Mercury Levels Predicted to Rise in Pacific Ocean Fish
Monday, August 26, 2013
Photo by Tom Puchner
As countries throughout Asia become increasingly reliant on fossil fuels, more harmful mercury is finding its way into the fish we eat. But new research suggests people can limit their mercury consumption by eating less fish that dwell deeper in ocean.
As countries throughout Asia become increasingly reliant on fossil fuels, more harmful mercury is finding its way into the fish we eat. But new research suggests one way people can limit their mercury consumption: Eat more fish that dwell near the ocean surface.
Scientists already know that large fish tend to ingest more mercury than smaller fish.

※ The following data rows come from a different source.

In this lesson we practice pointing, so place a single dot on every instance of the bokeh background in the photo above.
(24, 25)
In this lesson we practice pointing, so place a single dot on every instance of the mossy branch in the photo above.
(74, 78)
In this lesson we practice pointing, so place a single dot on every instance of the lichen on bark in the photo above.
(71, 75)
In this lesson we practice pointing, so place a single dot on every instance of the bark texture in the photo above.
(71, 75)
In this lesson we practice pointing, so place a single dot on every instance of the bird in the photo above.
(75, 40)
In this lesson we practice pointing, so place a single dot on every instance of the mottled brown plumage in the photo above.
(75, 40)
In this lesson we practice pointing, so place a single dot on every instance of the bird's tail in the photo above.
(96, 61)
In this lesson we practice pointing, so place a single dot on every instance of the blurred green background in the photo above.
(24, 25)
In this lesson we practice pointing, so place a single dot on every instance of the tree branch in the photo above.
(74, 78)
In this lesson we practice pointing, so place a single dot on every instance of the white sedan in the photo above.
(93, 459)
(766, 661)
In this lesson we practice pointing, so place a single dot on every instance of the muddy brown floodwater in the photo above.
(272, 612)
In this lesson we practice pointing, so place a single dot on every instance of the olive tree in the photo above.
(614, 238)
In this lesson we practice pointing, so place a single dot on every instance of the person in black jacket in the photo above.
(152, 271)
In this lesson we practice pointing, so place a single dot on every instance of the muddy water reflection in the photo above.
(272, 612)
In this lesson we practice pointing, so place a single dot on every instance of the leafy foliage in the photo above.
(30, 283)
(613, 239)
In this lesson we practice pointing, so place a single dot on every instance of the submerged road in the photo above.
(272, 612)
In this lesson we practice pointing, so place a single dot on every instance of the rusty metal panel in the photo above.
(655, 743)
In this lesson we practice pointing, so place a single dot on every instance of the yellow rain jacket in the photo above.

The process of bioaccumulation accounts for how mercury gets amplified as it moves up the food chain. But they've also noticed something that couldn't be explained by bioaccumulation. Fish from darker, deeper waters often contain more mercury than similar fish feeding higher up.
Now, thanks to a new study co-authored by Brian Popp of the University of Hawaii, we now know why fish dwelling farther away from the ocean surface consume more mercury. It has to do with sunlight, which can actually help break up the harmful form of mercury that gets into fish — and onto our plates.
"Reactions catalyzed by sunlight break down that organic mercury," Popp said. Understanding this phenomenon could help guide regulators' seafood recommendations in coming decades, when mercury levels in fish are projected to spike.
Popp said, "If all things remain equal and there's a continued increase in emissions from power plants, projections show a two-to-three-fold increase over the next roughly 20 years."
He added that getting tough on rising mercury requires getting tough on emissions in Asia.
"It's not sufficient to simply clean up our backyard," Popp said. "It's a global problem."
Until more countries adopt strict mercury emission standards, Popp says seafood advisory committees should steer consumers toward fish from sunnier parts of the ocean.